Trovano un Bot emesso durante il fascismo: ecco il suo valore

Bot (foto dal web)
Bot (foto dal web)

Una anziana signora, originaria di Rovigo, ma residente a Reggio Calabria, stava spostando della mobilia facendosi aiutare dalla nipote quando ha ritrovato un Bot da 500 lire del 1935. Nonna e nipote si sono rivolte quindi all’associazione Agitalia che ha fatto stimare il titolo con l’aiuto di un proprio consulente contabile. Si è così scoperto che il Bot emesso in piena dittatura fascista ha un valore monetario attuale tra interessi, rivalutazione e capitalizzazione per i tanti decenni di giacenza nelle casse statali, che arriva a ben 42.354 euro.

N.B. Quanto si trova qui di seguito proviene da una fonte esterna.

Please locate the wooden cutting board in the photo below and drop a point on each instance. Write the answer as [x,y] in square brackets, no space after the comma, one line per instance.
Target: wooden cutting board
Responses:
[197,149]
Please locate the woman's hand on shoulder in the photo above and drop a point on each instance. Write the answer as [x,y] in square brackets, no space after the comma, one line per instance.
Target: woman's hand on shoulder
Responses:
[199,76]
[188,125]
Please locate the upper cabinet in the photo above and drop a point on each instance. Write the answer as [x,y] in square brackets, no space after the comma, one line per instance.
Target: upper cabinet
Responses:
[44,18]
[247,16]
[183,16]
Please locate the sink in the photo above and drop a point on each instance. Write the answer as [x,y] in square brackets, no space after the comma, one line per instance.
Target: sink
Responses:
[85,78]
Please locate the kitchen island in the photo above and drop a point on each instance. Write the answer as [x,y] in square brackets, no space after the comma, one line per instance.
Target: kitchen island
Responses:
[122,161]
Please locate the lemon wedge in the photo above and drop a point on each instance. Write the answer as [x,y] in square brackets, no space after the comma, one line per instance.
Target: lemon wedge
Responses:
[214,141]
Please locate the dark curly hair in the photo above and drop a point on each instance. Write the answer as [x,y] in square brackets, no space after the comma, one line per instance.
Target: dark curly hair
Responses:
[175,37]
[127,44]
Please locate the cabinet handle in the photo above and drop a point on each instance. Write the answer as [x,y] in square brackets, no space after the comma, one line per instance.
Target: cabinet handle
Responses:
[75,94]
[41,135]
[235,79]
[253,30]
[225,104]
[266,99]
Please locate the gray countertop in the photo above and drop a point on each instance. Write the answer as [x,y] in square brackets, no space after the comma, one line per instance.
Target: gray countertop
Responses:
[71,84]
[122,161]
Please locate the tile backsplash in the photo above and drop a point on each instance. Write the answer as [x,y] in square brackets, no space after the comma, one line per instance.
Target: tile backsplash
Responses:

Agitalia ha provveduto a presentare al giudice di pace di Reggio Calabria, quale foro territoriale competente del consumatore, un decreto ingiuntivo per la riscossione della somma, a cui dovranno essere aggiunti gli interessi maturati nel periodo che trascorrerà finché questa non verrà erogata. Secondo Agitalia, che ha il mandato legale per recuperare la somma in Banca d’Italia, l’istituto creditizio nazionale è obbligato a onorare tutti i debiti esistenti fusi o assorbiti prima dell’avvento della Repubblica italiana.

E’ il secondo caso in poche settimane: qualche tempo fa, una 45enne veneziana residente ad ad Ascoli Piceno aveva trovato nel suo appartamento veneto un Bot da 500 lire emesso nel 1923 e probabilmente di proprietà del nonno. La stima fatta da un consulente contabile di Agitalia parla di 48mila 736 euro.